In 1774, the Parish of St. James was described as “the most thriving district of the island” and. no doubt, the Vestry felt that its capital city deserved a parish church which reflected its prosperous status, and therefore, began to make plans for a new building. The first service in the new church was held on Christmas Day, 1782.
The building is Georgian in style, built of white limestone, and it is in the shape of a Greek cross – it has four equal aisles – with a tower in the west. The Church houses many beautiful monuments and many of them were produced by the famous British sculptor, John Bacon. Perhaps the best known is the memorial to Mrs. Rosa Palmer of Rose Hall, commissioned by her widower, the Hon John Palmer, in 1794.
The St.

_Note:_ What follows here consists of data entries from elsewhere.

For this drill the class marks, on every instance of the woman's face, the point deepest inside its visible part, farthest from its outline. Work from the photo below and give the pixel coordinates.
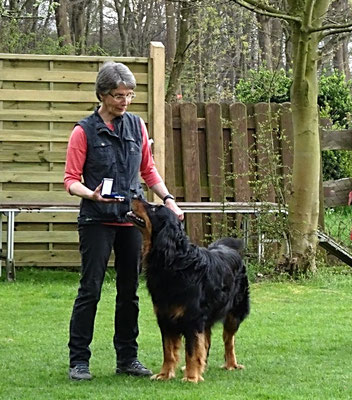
(117, 100)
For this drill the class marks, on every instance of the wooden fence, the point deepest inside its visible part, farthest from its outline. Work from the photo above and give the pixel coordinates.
(41, 97)
(212, 151)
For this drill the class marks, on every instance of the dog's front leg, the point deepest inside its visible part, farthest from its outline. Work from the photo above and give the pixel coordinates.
(231, 326)
(196, 356)
(171, 347)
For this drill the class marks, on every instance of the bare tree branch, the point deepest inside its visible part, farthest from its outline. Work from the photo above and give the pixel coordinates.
(264, 9)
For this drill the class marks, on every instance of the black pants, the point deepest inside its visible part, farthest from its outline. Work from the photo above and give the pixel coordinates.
(96, 244)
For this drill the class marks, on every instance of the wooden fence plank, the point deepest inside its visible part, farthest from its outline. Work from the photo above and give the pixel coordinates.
(30, 75)
(45, 237)
(215, 160)
(27, 196)
(11, 135)
(51, 115)
(169, 151)
(240, 151)
(286, 128)
(336, 140)
(336, 192)
(29, 177)
(264, 147)
(215, 153)
(77, 96)
(191, 172)
(32, 156)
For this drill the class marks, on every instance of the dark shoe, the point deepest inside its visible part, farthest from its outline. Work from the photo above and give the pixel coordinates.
(80, 372)
(134, 368)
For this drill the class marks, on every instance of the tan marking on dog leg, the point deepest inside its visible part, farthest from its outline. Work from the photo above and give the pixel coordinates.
(171, 347)
(230, 328)
(196, 362)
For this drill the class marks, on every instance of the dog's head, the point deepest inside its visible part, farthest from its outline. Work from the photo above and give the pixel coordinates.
(152, 219)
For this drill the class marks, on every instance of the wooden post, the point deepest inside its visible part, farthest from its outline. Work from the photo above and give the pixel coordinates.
(157, 106)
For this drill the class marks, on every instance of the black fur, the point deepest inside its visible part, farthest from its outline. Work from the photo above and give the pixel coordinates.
(191, 287)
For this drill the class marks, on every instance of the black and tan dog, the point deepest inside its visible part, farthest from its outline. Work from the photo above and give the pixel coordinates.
(191, 288)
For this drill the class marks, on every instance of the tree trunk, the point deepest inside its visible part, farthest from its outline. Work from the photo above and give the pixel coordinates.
(77, 25)
(170, 48)
(304, 202)
(183, 43)
(62, 28)
(264, 40)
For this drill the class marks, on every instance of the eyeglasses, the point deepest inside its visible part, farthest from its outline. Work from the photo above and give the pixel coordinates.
(119, 97)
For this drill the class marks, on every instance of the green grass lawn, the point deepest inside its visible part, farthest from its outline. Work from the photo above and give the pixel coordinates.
(296, 343)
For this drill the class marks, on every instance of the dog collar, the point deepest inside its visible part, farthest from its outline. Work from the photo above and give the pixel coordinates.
(168, 196)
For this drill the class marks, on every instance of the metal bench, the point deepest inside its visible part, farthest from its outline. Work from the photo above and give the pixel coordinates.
(10, 210)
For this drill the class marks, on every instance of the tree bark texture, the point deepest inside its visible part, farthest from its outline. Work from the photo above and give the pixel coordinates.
(304, 202)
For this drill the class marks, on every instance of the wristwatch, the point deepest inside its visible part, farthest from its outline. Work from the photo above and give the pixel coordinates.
(168, 196)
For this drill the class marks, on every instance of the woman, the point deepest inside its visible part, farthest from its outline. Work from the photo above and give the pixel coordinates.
(110, 143)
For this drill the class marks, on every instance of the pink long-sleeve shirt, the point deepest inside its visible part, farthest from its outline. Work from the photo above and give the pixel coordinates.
(76, 157)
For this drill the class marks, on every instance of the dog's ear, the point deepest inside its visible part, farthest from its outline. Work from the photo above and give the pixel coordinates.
(170, 241)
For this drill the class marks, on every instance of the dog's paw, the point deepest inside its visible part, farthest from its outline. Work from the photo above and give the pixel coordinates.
(231, 367)
(193, 379)
(162, 376)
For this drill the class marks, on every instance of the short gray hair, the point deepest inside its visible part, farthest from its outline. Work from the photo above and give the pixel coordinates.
(111, 75)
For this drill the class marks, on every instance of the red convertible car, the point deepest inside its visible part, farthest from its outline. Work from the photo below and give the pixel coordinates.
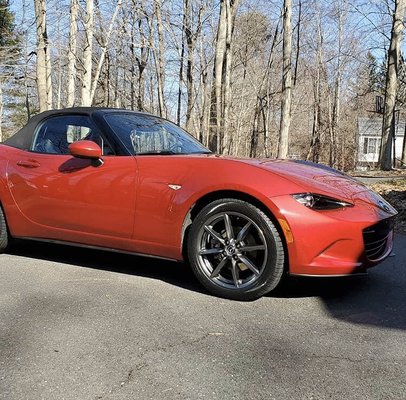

James Parish Church has suffered many misfortunes over the years. In the early 20th century, fire did significant damage to the building, but the most serious loss was caused by the earthquake of March 1957. The Church was virtually rebuilt and to the same design. The rededication ceremony was held on September 23, 1959.
Apart from Synod Services, the St. James Parish Church has hosted several important Diocesan events. These include the consecration of the Suffragan Bishops of Montego Bay, the last one being the Rt. Rev. Leon Golding on November 16, 2012. A few days prior to that, it was also the venue for the Opening Service of the 38th Triennial Provincial Synod.